BREAKING NEWS

Kosovars take to polls in critical vote

PRISTINA, Kosovo — Kosovars were set on Sunday to vote in the first general poll since the country's declaration of independence from Serbia in 2008, a critical election already marred by ethnic tension that many fear will split the world's newest country.
Serbia has called for Kosovo's Serb minority to boycott the vote in protest of its declaration of sovereignty, a vow of independence that it has refused to acknowledge. That has deepened fears of the country's partition into a Serb north and an ethnic Albanian south, and a reverse of decades of efforts by the West to calm ethnic tensions in the region.

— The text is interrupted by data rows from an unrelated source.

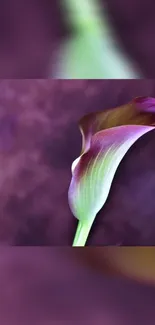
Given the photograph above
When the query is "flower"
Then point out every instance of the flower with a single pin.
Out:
(106, 137)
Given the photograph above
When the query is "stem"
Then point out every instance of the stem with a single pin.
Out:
(82, 233)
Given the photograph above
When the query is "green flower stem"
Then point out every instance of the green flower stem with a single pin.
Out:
(82, 233)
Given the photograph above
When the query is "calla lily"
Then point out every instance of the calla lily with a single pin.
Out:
(106, 137)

In a sign of concern, police spokesman Besim Hoti said assailants in Kosovo's north fired overnight at a house used by NATO peacekeepers. No one was injured. Hoti said a letter threatened to attack those who could take part in the Kosovo poll was also found at the site.

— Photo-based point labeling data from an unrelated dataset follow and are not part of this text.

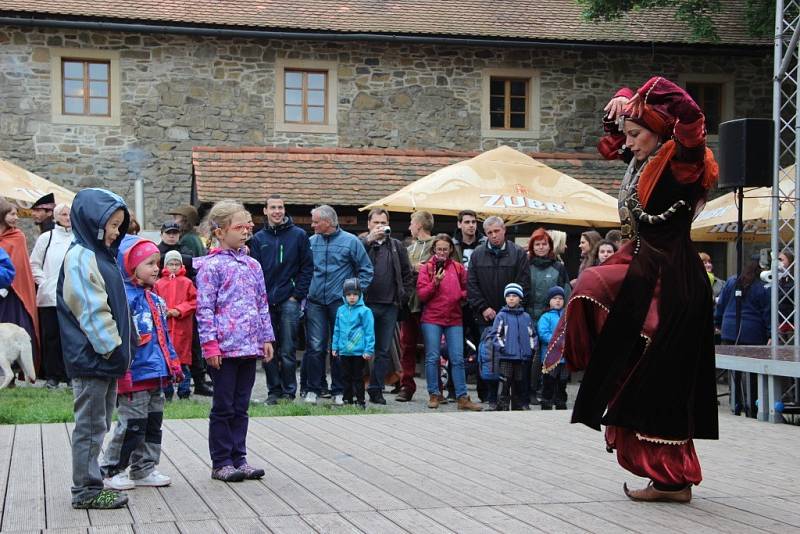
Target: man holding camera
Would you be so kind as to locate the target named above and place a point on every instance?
(391, 284)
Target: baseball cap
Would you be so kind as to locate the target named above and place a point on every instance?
(170, 226)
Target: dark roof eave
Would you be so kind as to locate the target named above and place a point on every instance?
(19, 19)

The incident comes just days after attackers ambushed and executed a Bosniak leader loyal to Kosovo's ethnic Albanian-dominated institutions. He had been involved in organizing the weekend poll in Mitrovica, a town divided between Albanians and Serbs since the end of the 1999 war.
Some 1.6 million voters are eligible to vote for 29 political parties, coalitions and citizens' initiatives to enter Kosovo's 120-seat parliament. Ten of those seats are reserved for minority Serbs, some of whom are running in the poll. Polls opened at 0600 GMT (1 a.m. EST) and close 1800 GMT (1 p.m. EST).